The latest NetApplications figures for January show Windows 7 with a 44.48 percent market share, Windows XP with 39.51 percent, Windows Vista with 5.24 percent, Mac OS X 10.8 with a 2.44% market share, and Windows 8 with 2.26 percent.
Microsoft can't be pleased. As CNet notes, at a comparable time in Windows 7's release cycle, it had already garnered 7.71 percent market share, more than three times Windows 8's uptake.
Still, at least Windows 8 is experiencing growth of some kind. It had a 1.72 percent in December and a 1.09 percent share in November. Not impressive, but better than nothing.
There are danger signs ahead, though. First is that Microsoft's promotions for trying to get people to upgrade to Windows 8 have just ended. It had been selling upgrades for $39.99. And people who bought Windows 7 after June could upgrade to Windows 8 Pro for only $14.99. Now, though, the prices are way up: $119.99 to upgrade to the standard version of Windows 8, and $199.99 for the Pro version.
Beyond that, Microsoft's partners are not pleased with the way Windows 8 is selling. Acer President Jim Wong has this to say about Windows 8:
"Windows 8 itself is still not successful. The whole market didn't come back to growth after the Windows 8 launch, that's a simple way to judge if it is successful or not."
And there's some evidence from the field that users are confused by the new operating system.
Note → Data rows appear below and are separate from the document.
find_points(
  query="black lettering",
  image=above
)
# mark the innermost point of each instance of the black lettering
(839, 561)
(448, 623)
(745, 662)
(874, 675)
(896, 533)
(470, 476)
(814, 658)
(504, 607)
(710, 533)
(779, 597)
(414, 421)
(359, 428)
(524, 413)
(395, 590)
Rhoda Alexander, an analyst at iSuppli, notes that there has been a "very high" return rate for Microsoft Surface tablets, because the operating system confuses users. Here's what she says about the high return rates:
"It seems to be linked in a lot of cases to a steep learning curve of the [Windows 8] OS -- which is not necessarily intuitive."
True, she was basing that on the use of Windows RT, not full-blown Windows 8. But the truth is, RT is easier to use than Windows 8, because it doesn't have the confusing dueling interfaces, one built for touch and tablets, and the other built for the traditional desktop.
Based on the sales so far, and the reactions of users and Microsoft's partners, it looks increasingly clear that Windows 8 is not a winner. It's hard to know if the operating system will ever take off.